Index-based agricultural and livestock insurance is said to be a promising tool for managing some key risks that agricultural and pastoral families face.

Many insurance products are designed and marketed around activities that are traditionally considered to be under the purview of men.

Evidence also shows that when shocks occur – even those that predominantly impact male-dominated activities – it is women who bear the burden.

The call came from foreign researchers Michael Carter and Emily Adams, who were presenters at the International Insurance Conference held on Thursday at The Jamaica Pegasus hotel in New Kingston.

Carter, a University of California professor of agricultural and resource economics, believes Jamaicans, especially women, are at a disadvantage in the agricultural sector and need more index-based insurance.

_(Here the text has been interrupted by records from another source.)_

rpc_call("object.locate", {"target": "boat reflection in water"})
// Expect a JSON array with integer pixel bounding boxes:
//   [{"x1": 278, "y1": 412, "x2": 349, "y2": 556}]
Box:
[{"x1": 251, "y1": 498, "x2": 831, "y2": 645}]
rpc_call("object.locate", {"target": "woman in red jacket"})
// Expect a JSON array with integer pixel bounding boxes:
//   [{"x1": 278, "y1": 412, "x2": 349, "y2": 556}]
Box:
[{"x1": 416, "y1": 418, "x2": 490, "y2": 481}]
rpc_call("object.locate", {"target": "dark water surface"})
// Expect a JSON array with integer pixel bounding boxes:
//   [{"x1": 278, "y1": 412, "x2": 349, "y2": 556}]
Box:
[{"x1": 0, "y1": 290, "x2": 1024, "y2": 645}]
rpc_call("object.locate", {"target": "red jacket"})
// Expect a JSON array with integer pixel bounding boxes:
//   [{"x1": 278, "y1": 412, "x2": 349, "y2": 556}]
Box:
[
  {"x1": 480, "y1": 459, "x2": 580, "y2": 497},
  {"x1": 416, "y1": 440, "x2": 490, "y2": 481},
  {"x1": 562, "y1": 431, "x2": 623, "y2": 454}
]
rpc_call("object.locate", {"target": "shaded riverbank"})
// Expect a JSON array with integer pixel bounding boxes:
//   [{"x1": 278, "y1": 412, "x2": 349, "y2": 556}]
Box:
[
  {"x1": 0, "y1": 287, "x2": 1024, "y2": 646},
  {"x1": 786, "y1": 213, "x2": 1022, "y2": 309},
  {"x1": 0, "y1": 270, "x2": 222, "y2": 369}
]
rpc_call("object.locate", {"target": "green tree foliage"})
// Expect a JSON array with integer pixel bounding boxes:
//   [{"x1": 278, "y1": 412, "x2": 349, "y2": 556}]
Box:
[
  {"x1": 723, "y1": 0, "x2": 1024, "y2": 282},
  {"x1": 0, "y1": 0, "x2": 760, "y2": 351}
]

“It’s one thing helping somebody move ahead, knowing that they are going to fall right back to where they were within a couple of years. Let’s try to make a more permanent kind of change,” Carter, who has been conducting research on small farmers and risk for 35 years, told The Gleaner.

Carter, who has also done studies on poverty dynamics, believes more instruments should be made available to poor people globally so that they can engineer their own economic advancement.

“The first paper I read quite some years ago was called ‘Can’t Get Ahead For Falling Behind?’, so the idea was if you’re trying to advance economically, but you’re constantly hit by shocks, then it becomes very difficult to get ahead, so it’s that kind of thinking that got me interested, particularly in thinking about tools like insurance that help people manage shocks,” he explained.

Carter is part of a team wrapping up a five-year analysis of a programme in Kenya, where they have found that a “one-time push helps people improve their living standards by 25 to 30 per cent”.

“Those kinds of programmes have often been found, if studied carefully, to be very effective … . It’s really quite a substantial change in people’s lives from a one-off intervention,” the researcher noted.

“One of things that we’ve noticed is, depending on where you are, if you can facilitate people moving ahead, but if, in fact, they’re constantly being hit by shocks – by droughts or floods or whatever it may be – they can easily fall back to where they were,” he said.

Emily Adams, Eastern and Southern Africa science coordination lead, whose area of expertise is mostly in index-based insurance in Southern Africa, believes her work may be applicable globally.

She said some of the main takeaways is that “you shouldn’t just be making assumptions that your products are helpful to everyone; that a lot of times building a product – whether insurance or otherwise – may be leaving people behind”.

“ ... So my work, broadly speaking, is to break that bias of assumption and really figure out what women and different types of other maybe minority groups need in order to be more empowered, more successful, have better relationships with the environment, things like that,” Adams told The Gleaner.

“Women in Eastern and Southern Africa tend to be very active participants in the agricultural sector, but for many different reasons, [rather] than traditional agricultural practice of growing something to take into market, they’re growing crops for their families; maybe trading with people in their villages, but not actively selling off tonnes and tonnes of whatever they’re growing,” said Adams.

“So I want to help to make sure that those women are also protected by insurance and that if they face losses or suffer droughts or floods or other catastrophes, that doesn’t affect the ability for them to feed their families.”

Carter and Adams made presentations at a parallel session targeting index-based insurance to protect women’s assets. This session examined how people globally should envision gender-sensitive inclusive insurance so that women may also reap the rewards of such protection.

A roundtable discussion followed that focused on several initiatives being conducted in Africa that showcase innovative ways to rethink insurance, which not only speak to women as an immense emerging market, but to truly make insurance an effective tool for protecting their families from shocks.